Efendimiz çoğu defa yapıldığı gibi “olur böyle şeyler” anlayışıyla hareket etmiyor ve aile hususunda her türlü şiddete kapalı olduğunu göstermiş oluyordu
“Apaçık bir çirkinlik yapmadıkları müddetçe kadınların üzerinde hayır tavsiye etmekten başka bir şeye malik olamazsınız. Şayet öylesine bir çirkinlik yaparlarsa yataklarınızı ayırın ve incitmemek kaydıyla onları tedip edin.” Kadına şiddet köküyle kesilmiştir. Bu ifadelerdeki tedibe ihtiyaç durumuna gelmenin zor olduğunu peygambere kadınlarının sınırlarını aştıklarını ve onları dövmek için ruhsat isteyen sahabelerin başvurularından anlıyorum. Toplumsal olarak kadına şiddete bu kadar yatkın bir halkı “peygambere ağlayacak” kadar bu işten kesmişti. Darb ayetini bir ruhsat olarak almak için gayet yatkınlardı. Buna rağmen kendilerini küçük düşürüp konuyu peygambere taşımayı tercih ettiler. Demekki sözü edilen ayet bizlerin anladığından çok daha öte anlamlara geliyor ve hiçbir şekilde “kadına şiddet” olayını desteklemiyor.

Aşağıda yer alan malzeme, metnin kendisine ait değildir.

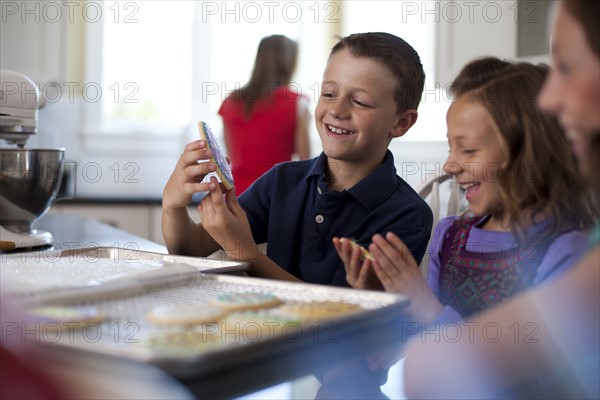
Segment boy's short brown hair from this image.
[329,32,425,113]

Zira problem, insanın olduğu yerde vardır. Şayet insan problemi çözülebilirse her türlü problem çözülme yoluna girmiş demektir. Bunun için insanın muhatap alınması ve duyarlılık adına mesafe alması hedeflenmelidir.
Günümüz toplumunda kadının yerine bakıldığında, henüz o seviyede bir konuma sahip olmadığı görülür. O, şefkat ve merhamet kahramanı olması itibariyle, şayet eğitimde değerlendirilebilseydi, yine ufku açılsa ve gönlü yüksek gaye-i hayallere bağlanabilseydi, bugünkü nesiller çok daha ulvi duygu ve düşüncelerle yetişmiş olurdu. Yine o, selim fıtratıyla erkeğin yardımcısı olsa, bulunduğu yuvada elini işin altına soksaydı, evlerimiz gerçek birer ana ocağı olur, orada cahil, ümmî, bilgisiz, hayatın dışında bırakılmış ve kimsesizliğe terk edilmiş tek fert kalmazdı.